Sept. 25, 2008 -- Surgery or stenting is not necessary for at least 95% of patients with a condition called asymptomatic carotid stenosis (ACS), says a team of researchers from Canada and Greece.

ACS is a condition in which the main vessels supplying blood to the brain are narrowed but the patient has no stroke symptoms.

More intense medical treatment with cholesterol-lowering and blood-thinning drugs has lowered the risk of stroke in these patients by reducing the number of tiny blood clots or plaque chunks (called microemboli) that break off from the artery and travel to the brain, says lead author J. David Spence, MD, a neurologist at The University of Western Ontario in London, Ontario, Canada.
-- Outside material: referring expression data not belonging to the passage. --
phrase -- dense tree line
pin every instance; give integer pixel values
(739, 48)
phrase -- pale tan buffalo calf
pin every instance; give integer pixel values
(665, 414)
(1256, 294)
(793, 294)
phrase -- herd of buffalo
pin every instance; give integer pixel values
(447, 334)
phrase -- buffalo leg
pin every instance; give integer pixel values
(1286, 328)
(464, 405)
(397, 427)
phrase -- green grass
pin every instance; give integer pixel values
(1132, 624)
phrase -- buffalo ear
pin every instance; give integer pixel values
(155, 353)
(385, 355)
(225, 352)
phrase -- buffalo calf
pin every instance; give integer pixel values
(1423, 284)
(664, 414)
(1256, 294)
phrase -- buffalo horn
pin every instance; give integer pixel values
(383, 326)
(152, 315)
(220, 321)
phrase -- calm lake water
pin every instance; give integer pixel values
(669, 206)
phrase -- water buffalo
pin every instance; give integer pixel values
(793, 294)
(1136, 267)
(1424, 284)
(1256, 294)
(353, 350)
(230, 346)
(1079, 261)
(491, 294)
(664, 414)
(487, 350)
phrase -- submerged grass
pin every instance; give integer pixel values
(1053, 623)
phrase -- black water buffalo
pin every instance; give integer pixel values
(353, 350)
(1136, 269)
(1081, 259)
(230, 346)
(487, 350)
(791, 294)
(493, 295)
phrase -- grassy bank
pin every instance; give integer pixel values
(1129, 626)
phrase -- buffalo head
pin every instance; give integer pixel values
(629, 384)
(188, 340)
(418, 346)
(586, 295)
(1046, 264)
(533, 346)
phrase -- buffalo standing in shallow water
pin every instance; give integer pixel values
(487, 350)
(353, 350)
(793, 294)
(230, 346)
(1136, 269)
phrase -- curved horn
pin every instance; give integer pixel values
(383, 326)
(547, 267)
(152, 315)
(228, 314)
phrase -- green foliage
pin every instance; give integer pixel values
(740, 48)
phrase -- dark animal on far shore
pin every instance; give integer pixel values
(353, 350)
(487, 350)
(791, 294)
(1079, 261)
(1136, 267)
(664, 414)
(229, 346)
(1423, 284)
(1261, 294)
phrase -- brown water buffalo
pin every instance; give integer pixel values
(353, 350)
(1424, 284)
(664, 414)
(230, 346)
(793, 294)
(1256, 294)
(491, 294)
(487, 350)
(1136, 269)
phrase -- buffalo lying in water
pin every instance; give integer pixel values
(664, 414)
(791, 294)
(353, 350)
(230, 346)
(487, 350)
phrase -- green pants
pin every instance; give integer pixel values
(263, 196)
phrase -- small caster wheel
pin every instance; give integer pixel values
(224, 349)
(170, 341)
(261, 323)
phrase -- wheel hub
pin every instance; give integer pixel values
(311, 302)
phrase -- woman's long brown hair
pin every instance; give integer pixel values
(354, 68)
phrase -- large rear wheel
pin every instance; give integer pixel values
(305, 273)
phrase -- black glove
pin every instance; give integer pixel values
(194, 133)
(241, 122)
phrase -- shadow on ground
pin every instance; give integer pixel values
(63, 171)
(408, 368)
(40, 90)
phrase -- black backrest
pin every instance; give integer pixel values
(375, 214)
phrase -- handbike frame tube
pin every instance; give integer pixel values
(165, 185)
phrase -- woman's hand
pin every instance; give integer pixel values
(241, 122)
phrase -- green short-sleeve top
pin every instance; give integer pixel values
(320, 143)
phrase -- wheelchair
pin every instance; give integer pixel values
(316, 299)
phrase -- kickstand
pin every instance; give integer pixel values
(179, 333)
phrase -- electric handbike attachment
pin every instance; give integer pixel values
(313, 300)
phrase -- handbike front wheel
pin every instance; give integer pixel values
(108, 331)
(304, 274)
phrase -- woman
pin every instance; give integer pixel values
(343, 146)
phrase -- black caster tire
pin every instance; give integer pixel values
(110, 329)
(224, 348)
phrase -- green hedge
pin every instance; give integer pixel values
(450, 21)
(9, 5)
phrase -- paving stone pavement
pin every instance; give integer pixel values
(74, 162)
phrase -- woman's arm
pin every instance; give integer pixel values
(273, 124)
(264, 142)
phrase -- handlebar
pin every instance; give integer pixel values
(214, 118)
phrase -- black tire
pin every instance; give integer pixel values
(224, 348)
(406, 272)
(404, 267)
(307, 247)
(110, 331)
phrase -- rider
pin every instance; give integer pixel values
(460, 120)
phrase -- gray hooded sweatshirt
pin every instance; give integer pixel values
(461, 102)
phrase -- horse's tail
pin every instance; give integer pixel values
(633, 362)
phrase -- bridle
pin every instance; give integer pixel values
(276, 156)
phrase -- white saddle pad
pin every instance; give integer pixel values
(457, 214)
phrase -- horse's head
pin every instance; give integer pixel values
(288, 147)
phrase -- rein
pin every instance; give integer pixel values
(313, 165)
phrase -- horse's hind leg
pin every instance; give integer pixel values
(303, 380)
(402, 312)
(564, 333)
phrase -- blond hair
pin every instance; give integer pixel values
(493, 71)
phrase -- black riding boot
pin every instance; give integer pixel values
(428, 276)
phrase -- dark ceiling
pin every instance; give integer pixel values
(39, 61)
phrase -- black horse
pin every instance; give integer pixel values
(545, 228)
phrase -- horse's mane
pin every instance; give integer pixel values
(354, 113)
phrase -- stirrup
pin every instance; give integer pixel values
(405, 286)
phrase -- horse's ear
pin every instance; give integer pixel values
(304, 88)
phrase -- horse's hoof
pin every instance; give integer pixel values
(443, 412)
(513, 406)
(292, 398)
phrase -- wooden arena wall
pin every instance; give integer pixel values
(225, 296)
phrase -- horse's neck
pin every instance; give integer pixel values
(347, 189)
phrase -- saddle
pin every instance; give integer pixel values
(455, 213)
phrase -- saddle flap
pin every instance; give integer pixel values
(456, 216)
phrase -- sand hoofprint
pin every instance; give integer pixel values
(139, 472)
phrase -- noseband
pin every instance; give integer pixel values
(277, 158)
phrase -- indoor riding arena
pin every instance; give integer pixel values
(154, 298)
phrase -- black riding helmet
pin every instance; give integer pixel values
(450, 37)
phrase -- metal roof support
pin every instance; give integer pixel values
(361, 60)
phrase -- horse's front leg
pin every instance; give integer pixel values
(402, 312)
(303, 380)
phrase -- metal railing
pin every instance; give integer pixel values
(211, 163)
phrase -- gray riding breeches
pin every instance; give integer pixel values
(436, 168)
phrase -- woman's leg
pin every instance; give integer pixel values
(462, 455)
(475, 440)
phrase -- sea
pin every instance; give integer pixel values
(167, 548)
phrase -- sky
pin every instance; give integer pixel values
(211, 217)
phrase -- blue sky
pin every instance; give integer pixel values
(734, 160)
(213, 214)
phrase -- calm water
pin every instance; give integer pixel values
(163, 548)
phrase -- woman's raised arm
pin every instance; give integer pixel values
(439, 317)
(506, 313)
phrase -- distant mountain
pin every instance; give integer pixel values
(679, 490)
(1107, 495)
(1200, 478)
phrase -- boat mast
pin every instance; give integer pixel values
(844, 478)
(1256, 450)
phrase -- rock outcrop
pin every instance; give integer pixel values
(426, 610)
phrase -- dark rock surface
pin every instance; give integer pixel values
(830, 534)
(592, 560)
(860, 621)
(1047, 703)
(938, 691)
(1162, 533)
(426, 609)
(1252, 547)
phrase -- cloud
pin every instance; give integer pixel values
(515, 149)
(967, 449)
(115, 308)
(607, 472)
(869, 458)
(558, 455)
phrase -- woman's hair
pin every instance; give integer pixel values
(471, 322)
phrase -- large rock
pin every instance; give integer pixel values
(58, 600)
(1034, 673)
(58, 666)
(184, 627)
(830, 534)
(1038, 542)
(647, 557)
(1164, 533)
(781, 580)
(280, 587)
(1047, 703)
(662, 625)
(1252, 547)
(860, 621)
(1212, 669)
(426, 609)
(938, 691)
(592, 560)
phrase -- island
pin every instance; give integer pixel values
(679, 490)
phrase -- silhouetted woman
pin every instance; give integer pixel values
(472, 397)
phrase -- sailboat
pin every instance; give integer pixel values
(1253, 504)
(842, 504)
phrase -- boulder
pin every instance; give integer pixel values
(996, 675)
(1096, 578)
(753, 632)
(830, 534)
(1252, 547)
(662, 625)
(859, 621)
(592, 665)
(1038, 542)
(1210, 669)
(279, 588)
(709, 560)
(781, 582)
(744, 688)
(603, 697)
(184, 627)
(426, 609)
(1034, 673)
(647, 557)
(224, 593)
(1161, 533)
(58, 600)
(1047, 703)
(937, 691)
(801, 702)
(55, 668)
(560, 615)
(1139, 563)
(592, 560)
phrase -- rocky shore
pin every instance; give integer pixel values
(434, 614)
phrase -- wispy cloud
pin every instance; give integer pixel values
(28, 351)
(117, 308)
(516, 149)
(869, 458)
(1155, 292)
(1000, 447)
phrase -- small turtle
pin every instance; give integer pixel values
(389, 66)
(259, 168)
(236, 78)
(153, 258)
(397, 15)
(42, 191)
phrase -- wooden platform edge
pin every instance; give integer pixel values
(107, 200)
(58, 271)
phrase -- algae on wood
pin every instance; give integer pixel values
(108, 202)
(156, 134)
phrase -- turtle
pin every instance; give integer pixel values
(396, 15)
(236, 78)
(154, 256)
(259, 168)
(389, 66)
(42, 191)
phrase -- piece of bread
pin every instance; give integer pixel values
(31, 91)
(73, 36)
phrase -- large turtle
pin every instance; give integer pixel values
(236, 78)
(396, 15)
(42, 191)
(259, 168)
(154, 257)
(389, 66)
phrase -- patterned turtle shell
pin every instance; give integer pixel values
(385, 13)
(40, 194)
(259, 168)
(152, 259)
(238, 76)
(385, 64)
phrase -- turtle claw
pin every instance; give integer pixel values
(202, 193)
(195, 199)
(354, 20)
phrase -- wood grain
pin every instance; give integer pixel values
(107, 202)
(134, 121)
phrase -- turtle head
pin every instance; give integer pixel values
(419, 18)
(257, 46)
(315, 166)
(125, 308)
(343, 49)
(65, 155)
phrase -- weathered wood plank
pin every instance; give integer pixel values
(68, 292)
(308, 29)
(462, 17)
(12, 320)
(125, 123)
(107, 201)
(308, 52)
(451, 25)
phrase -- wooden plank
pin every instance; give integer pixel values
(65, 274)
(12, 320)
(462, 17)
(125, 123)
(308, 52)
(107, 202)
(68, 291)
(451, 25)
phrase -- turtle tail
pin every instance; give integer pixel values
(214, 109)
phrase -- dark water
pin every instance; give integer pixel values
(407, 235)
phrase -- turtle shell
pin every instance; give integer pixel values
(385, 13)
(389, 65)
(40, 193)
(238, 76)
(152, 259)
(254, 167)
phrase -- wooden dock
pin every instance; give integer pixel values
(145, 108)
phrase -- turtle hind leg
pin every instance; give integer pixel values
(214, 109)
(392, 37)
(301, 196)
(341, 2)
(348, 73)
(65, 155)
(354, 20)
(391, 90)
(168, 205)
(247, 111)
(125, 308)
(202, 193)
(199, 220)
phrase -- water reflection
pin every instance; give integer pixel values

Narrowing of the carotid vessels is considered a risk factor for stroke. But doctors have long debated whether those who have narrowing but no symptoms -- such as strokes or mini-strokes (also called transient ischemic attacks or TIAs) -- should have surgery to remove the plaque or undergo placement of stents to open the vessel.

Such interventions are probably overused, Spence tells WebMD, because the risk of surgery or stenting to prevent stroke could actually be greater than the risk of having a stroke in certain patients.

"So the message is that now less than 5% of patients with ACS tend to benefit from surgery or stenting and you can pick them out by doing microemboli detection," he says. He is slated to present his findings today at the 6th World Stroke Congress in Vienna, Austria.

Not everyone agrees with his conclusions, however.

Carotid Artery Stenosis: Study Details

Led by Spence, the team tested 199 patients treated before 2003 and 269 treated since 2003 for the presence of microemboli. Before 2003, medical treatment was less aggressive.

The ultrasound procedure to find the microemboli, called transcranial Doppler embolus detection, involves placing a helmet on the patient's head to hold ultrasound probes in place, then using the ultrasound to monitor the arteries inside the brain for the tiny clots or chunks.

"If you find two or more microemboli per hour, [the patient] should probably have surgery or stenting," Spence says. All the patients in the study had narrowing of the carotid artery, but had no symptoms.

Although 12.6% of the patients treated before 2003 had microemboli, just 3.7% of those treated since 2003 did, Spence found. The difference is statistically significant, he says.

The research team then followed the patients for at least a year to see what percentage had strokes or heart attacks. In those treated before 2003, "the one-year stroke risk was 4%," Spence says. In those treated since 2003, it was 0.8%.

"Heart attack risk went from 6.5% to zero percent," he says, with the group treated since 2003 having no heart attacks.